Si tratta di una nuova definizione agevolata che consente di regolarizzare debiti affidati all'Agente della Riscossione tra il 1° gennaio 2000 e il 31 dicembre 2023, beneficiando dell'eliminazione di sanzioni e interessi di mora su diverse tipologie di carichi.
✅ Quali debiti possono essere inclusi?
Imposte derivanti da controlli automatici e formali delle dichiarazioni fiscali;
Contributi previdenziali INPS (esclusi quelli richiesti a seguito di accertamenti);
Sanzioni amministrative, comprese quelle per violazioni del Codice della Strada.
✅ Modalità di pagamento Il contribuente potrà scegliere:
il pagamento in un'unica soluzione entro il 31 luglio 2026;
oppure una rateizzazione fino a un massimo di 54 rate bimestrali, con applicazione di interessi del 3% annuo a partire dal 1° agosto 2026.
⚠️ La regola dei 5 giorni: come funziona davvero Uno degli aspetti più importanti chiariti dall'Agenzia delle Entrate riguarda la tolleranza di cinque giorni sui pagamenti. Tale margine non è generalizzato ma è applicabile solo in casi specifici:
per il pagamento in unica soluzione, la scadenza del 31 luglio sarà considerata rispettata se il versamento avverrà entro il 5 agosto 2026;
la stessa tolleranza è prevista per il pagamento della rata finale in caso di piano rateale.
❌ Quando si perde il beneficio? La rottamazione diventa inefficace in presenza di:
mancato pagamento;
pagamento insufficiente;
versamento effettuato con oltre cinque giorni di ritardo.

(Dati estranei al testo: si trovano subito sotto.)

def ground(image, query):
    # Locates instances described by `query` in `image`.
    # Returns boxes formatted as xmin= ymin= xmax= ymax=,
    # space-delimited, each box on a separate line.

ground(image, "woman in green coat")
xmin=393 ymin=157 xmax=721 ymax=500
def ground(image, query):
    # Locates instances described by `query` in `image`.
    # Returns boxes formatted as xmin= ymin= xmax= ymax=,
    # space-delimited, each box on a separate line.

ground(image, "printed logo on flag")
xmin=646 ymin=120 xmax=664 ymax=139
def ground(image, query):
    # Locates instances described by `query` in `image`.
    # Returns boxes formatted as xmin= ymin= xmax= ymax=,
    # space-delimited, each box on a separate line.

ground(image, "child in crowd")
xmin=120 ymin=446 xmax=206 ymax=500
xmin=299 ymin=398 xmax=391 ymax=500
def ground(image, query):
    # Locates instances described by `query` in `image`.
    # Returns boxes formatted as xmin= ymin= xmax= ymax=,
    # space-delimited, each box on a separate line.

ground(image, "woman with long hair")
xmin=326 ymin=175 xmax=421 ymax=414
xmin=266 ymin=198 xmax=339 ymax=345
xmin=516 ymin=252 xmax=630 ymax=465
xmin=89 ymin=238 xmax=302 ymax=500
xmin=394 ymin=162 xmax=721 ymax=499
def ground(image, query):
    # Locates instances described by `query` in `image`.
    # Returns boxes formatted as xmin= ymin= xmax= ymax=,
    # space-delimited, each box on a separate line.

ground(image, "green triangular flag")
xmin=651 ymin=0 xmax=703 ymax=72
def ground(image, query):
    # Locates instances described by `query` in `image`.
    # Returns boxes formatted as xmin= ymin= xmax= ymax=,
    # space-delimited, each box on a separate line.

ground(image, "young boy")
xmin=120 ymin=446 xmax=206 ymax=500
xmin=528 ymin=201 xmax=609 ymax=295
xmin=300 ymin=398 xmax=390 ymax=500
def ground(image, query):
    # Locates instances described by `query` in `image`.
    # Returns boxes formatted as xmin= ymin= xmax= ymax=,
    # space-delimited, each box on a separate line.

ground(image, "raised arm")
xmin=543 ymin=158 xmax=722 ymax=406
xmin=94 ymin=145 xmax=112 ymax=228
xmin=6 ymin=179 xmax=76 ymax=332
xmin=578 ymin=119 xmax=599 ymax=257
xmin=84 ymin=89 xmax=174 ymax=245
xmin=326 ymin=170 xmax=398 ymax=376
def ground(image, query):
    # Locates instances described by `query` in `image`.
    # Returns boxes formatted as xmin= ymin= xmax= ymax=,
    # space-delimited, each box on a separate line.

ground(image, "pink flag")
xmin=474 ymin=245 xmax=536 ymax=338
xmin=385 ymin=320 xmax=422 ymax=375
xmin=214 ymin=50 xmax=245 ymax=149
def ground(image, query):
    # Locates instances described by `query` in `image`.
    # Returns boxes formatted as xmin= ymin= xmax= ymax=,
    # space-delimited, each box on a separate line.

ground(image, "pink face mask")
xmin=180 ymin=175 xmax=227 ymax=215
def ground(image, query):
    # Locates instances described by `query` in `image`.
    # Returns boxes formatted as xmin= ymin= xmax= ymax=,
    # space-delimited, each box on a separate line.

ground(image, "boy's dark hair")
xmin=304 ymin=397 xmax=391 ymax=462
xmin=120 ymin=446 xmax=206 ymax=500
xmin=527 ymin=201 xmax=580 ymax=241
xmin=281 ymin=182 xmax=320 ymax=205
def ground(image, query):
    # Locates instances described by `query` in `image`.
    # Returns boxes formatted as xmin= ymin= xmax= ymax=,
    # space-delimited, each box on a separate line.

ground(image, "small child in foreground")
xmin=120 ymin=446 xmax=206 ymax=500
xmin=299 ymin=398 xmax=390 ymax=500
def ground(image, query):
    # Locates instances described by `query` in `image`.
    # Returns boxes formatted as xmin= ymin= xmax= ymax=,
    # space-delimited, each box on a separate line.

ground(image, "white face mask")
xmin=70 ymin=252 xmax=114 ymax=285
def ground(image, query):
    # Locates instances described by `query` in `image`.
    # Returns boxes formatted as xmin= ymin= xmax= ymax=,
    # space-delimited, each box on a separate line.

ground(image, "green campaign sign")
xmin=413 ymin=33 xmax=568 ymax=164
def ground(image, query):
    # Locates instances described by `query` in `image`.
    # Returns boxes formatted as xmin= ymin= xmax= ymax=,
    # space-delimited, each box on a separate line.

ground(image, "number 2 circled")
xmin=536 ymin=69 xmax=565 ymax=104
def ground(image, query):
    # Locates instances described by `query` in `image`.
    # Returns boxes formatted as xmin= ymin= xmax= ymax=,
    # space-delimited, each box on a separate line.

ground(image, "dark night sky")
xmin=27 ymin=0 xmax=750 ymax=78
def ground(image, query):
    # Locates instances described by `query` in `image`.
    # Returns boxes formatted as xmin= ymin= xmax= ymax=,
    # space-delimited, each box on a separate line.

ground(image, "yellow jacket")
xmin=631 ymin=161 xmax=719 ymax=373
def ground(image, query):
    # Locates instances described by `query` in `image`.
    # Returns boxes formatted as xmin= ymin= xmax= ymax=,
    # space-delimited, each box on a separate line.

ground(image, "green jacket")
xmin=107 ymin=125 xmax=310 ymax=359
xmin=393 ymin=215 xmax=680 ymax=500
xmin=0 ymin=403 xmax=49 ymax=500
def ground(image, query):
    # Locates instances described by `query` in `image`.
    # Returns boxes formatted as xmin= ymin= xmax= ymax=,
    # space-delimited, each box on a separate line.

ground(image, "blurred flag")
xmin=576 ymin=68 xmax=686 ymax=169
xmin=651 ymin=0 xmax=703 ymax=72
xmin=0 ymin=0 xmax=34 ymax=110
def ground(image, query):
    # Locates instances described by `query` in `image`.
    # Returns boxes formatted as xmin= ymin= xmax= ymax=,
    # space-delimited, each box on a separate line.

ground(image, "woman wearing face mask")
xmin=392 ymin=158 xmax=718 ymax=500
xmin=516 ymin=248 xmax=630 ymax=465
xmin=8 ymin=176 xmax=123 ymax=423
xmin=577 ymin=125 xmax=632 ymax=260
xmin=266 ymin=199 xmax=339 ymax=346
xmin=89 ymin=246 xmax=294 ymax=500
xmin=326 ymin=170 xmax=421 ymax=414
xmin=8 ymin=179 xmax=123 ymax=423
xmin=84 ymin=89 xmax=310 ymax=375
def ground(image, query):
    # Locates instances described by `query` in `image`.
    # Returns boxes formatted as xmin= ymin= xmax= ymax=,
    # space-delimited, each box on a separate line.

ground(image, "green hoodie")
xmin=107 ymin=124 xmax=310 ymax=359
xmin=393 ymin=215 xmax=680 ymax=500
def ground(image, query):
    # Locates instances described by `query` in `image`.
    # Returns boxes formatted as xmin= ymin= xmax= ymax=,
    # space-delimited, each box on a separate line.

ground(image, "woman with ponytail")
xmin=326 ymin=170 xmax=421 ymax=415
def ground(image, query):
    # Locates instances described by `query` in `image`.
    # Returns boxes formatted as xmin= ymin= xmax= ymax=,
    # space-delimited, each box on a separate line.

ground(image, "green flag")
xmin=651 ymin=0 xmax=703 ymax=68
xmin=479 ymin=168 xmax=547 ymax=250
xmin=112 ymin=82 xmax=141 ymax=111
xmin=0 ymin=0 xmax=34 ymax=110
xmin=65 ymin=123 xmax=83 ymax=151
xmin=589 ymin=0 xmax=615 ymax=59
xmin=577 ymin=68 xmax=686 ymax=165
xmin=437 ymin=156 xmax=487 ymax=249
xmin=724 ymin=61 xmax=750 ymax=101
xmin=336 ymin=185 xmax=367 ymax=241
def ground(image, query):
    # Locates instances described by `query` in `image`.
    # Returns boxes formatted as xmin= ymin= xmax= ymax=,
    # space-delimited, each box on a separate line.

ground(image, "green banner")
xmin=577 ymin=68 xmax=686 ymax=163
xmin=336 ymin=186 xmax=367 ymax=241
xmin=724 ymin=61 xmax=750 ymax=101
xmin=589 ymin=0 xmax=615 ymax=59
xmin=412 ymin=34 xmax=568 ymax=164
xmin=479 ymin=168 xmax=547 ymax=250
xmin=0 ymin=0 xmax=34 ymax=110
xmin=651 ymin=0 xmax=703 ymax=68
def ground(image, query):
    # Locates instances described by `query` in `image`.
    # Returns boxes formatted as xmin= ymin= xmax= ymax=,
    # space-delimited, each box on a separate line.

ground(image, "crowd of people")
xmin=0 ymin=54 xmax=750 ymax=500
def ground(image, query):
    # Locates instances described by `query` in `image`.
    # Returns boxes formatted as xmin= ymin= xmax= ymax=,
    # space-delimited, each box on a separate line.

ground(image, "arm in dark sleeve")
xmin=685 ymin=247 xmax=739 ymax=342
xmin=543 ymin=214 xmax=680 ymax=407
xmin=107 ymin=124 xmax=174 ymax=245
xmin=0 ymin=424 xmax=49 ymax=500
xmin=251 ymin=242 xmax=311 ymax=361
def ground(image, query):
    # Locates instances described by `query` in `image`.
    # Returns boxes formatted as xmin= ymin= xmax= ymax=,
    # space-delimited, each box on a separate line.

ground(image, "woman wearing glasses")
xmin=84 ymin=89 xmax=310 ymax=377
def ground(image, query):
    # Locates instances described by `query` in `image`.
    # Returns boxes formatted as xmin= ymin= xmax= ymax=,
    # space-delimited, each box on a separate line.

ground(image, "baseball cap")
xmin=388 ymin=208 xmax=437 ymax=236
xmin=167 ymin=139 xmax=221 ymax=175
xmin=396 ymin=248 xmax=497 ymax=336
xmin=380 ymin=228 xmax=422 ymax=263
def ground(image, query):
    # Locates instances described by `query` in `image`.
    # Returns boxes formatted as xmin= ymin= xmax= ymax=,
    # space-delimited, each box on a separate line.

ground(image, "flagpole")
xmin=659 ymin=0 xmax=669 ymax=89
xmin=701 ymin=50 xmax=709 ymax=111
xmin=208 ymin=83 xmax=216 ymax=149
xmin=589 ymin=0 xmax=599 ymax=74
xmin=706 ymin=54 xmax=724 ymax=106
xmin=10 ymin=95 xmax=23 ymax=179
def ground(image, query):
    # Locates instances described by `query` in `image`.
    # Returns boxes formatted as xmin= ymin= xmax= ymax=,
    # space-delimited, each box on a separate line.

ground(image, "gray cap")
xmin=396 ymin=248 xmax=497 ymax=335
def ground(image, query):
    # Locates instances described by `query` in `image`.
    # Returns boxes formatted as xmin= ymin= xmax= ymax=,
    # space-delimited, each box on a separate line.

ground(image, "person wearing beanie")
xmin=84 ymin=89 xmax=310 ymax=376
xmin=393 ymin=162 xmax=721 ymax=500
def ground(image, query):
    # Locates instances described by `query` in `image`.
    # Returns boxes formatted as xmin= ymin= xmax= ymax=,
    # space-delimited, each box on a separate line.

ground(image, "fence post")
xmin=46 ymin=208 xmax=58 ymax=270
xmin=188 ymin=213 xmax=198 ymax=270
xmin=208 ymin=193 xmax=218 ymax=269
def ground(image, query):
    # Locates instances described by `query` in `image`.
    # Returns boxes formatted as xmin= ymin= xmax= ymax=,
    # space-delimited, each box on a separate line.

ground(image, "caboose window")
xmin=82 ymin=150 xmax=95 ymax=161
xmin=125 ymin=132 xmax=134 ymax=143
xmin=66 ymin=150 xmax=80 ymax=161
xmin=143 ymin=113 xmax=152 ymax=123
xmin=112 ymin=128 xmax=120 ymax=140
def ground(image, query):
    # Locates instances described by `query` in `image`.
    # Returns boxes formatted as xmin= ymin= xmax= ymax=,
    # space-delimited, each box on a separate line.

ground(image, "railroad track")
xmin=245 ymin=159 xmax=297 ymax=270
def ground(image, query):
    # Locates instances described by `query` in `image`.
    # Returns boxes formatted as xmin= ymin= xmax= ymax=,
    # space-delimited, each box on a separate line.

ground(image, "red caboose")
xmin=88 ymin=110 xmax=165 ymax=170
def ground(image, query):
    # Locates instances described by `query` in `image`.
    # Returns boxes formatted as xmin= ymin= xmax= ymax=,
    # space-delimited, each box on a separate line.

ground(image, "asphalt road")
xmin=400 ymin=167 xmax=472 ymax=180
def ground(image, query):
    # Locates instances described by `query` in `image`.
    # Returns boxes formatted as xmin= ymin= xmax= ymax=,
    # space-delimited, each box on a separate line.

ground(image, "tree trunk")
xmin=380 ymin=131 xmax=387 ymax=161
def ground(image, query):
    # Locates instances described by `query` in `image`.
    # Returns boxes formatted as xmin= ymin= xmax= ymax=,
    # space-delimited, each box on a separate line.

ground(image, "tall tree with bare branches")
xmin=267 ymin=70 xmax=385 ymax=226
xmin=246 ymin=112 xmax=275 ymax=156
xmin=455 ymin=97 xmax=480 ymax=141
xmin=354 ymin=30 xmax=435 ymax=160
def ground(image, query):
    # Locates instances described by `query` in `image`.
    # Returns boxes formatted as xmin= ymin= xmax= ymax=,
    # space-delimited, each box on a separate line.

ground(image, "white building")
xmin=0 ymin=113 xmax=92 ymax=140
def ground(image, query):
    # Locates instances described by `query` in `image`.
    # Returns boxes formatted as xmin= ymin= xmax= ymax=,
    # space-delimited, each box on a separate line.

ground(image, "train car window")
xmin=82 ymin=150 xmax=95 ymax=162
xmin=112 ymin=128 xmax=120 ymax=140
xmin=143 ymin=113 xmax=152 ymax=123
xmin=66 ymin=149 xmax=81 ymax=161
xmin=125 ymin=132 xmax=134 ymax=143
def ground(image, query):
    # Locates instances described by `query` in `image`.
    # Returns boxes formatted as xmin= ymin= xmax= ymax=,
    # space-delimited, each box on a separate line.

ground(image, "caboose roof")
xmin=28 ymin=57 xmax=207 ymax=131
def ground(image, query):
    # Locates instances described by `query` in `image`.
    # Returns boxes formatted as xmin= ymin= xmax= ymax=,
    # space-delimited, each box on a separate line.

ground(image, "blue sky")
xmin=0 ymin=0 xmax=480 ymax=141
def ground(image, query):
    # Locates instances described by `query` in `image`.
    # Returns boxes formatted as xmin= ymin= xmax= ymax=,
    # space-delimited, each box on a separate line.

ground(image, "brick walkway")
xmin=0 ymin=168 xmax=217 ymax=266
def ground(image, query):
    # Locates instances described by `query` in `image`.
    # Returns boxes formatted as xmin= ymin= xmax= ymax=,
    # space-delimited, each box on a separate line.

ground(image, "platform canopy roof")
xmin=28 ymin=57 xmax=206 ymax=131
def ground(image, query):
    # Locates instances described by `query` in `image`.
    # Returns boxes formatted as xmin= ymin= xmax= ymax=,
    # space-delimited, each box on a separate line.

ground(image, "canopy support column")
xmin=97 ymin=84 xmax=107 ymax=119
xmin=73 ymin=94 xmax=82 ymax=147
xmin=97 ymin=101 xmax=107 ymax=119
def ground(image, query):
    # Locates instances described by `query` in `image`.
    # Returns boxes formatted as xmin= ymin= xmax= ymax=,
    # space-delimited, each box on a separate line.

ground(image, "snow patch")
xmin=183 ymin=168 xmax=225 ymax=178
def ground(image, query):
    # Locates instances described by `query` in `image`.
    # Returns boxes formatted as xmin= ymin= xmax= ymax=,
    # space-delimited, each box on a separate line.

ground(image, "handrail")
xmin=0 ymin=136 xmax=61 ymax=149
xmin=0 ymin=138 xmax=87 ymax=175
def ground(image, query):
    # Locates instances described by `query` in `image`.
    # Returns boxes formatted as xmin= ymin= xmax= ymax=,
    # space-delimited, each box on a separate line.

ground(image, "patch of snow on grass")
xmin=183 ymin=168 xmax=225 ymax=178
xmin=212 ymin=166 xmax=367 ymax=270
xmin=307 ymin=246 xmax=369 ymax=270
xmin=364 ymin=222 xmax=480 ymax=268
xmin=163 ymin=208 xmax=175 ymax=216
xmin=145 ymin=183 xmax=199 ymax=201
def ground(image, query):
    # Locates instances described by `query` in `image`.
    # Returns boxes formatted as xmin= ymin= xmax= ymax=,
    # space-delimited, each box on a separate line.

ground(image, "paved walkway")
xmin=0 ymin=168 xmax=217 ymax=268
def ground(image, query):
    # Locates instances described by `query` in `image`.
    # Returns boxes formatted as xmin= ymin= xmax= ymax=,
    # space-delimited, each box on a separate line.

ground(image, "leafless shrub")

Nel caso di pagamento rateale, la decadenza si verifica al mancato pagamento:
di una rata;
oppure di due rate, anche non consecutive, a seconda delle specifiche condizioni previste dalla norma.
✅ Un chiarimento importante L'Agenzia delle Entrate ha precisato che il ritardo nel versamento della prima rata del 31 luglio 2026 non comporta automaticamente la perdita della misura, purché il pagamento avvenga entro il periodo di tolleranza previsto.
📅 Da ricordare Il 31 luglio 2026 rappresenta una data chiave anche per coloro che hanno aderito alla precedente Rottamazione Quater o sono stati riammessi alla stessa definizione agevolata: anche in questi casi opera la finestra di tolleranza fino al 5 agosto 2026.
👉 Per chi ha cartelle esattoriali pendenti, questo è il momento di verificare attentamente posizione, importi e scadenze. Un errore o un ritardo oltre i termini consentiti potrebbe comportare la perdita dei benefici della definizione agevolata e il ripristino integrale del debito.